La peur d’écrire est que ce que j’écris n’est pas au niveau, ou que celui qui lit n’a pas le niveau de ce que j’écris

Entre la peur de ne pas être à la hauteur et la peur d’être mal lu, l’écriture devient un acte civique : réveiller la conscience endormie d’une administration qui pourrait mieux faire.

samedi 18 octobre 2025, par Ilyes Bellagha.

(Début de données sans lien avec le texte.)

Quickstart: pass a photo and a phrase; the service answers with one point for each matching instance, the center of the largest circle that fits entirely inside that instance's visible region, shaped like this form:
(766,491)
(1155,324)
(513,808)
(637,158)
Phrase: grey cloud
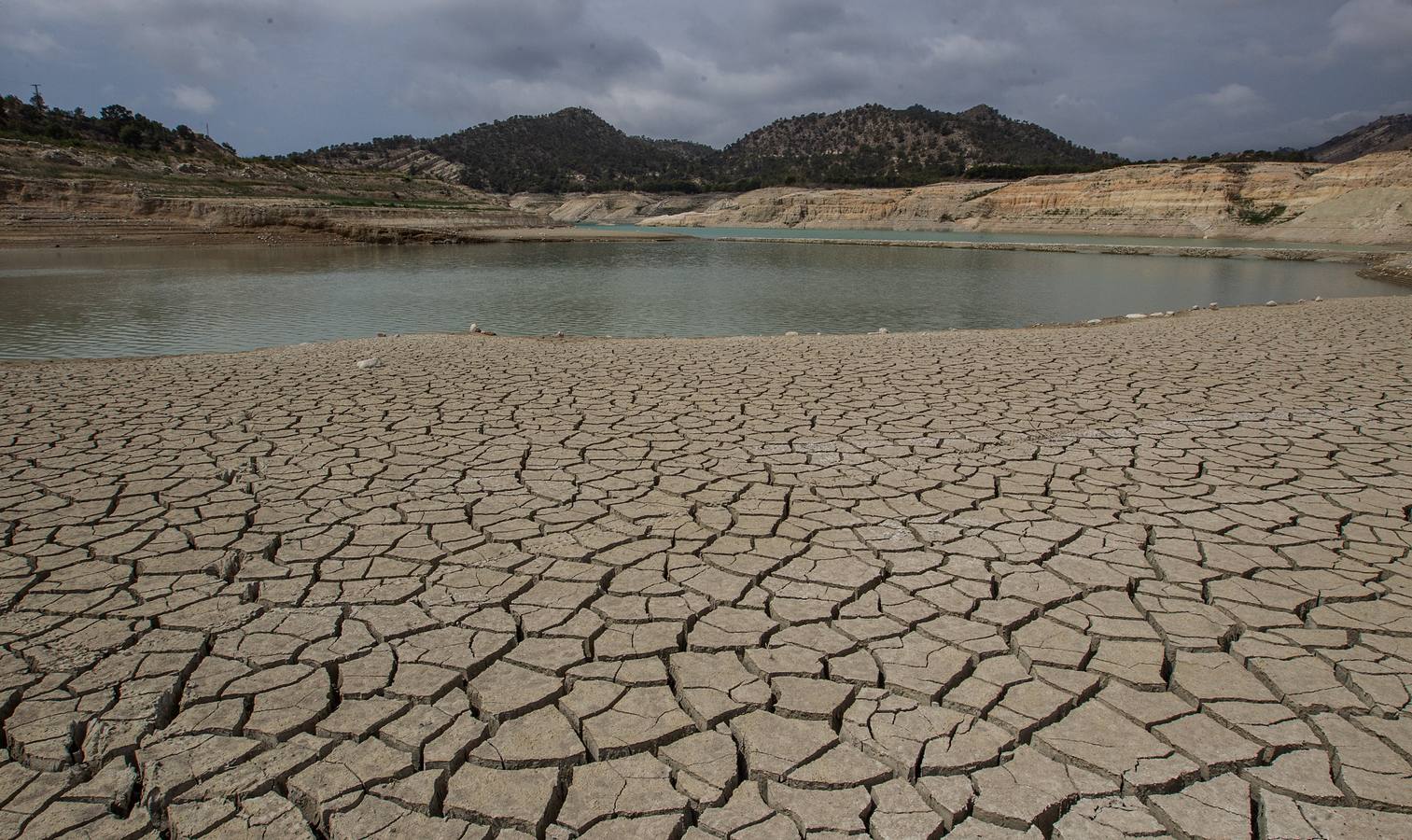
(1158,77)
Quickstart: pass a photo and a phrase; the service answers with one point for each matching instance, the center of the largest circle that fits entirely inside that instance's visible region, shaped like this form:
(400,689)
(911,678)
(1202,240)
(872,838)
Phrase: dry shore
(1155,575)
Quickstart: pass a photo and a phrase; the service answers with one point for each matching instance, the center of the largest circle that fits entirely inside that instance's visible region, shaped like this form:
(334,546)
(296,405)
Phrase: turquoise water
(63,302)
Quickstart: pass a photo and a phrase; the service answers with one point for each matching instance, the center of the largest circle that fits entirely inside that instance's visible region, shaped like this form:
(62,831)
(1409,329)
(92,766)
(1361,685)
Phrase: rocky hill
(875,146)
(115,126)
(1391,133)
(567,150)
(1367,201)
(870,146)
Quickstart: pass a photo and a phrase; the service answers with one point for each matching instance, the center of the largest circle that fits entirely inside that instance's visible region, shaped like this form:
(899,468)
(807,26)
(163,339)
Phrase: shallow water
(84,302)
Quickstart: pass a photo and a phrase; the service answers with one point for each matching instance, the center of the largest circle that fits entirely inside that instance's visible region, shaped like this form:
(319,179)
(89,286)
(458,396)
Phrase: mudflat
(1120,581)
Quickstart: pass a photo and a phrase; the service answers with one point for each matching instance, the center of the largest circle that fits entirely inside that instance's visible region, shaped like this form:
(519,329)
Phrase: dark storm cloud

Écrire, c’est risquer le malentendu. Entre la peur de ne pas être à la hauteur et celle d’un lecteur devenu sourd à la nuance, la plume hésite. Mais au-delà du doute, écrire reste un acte politique : rappeler à l’administration — miroir de nos renoncements — qu’elle peut encore mieux faire, qu’elle peut redevenir service plutôt que servitude.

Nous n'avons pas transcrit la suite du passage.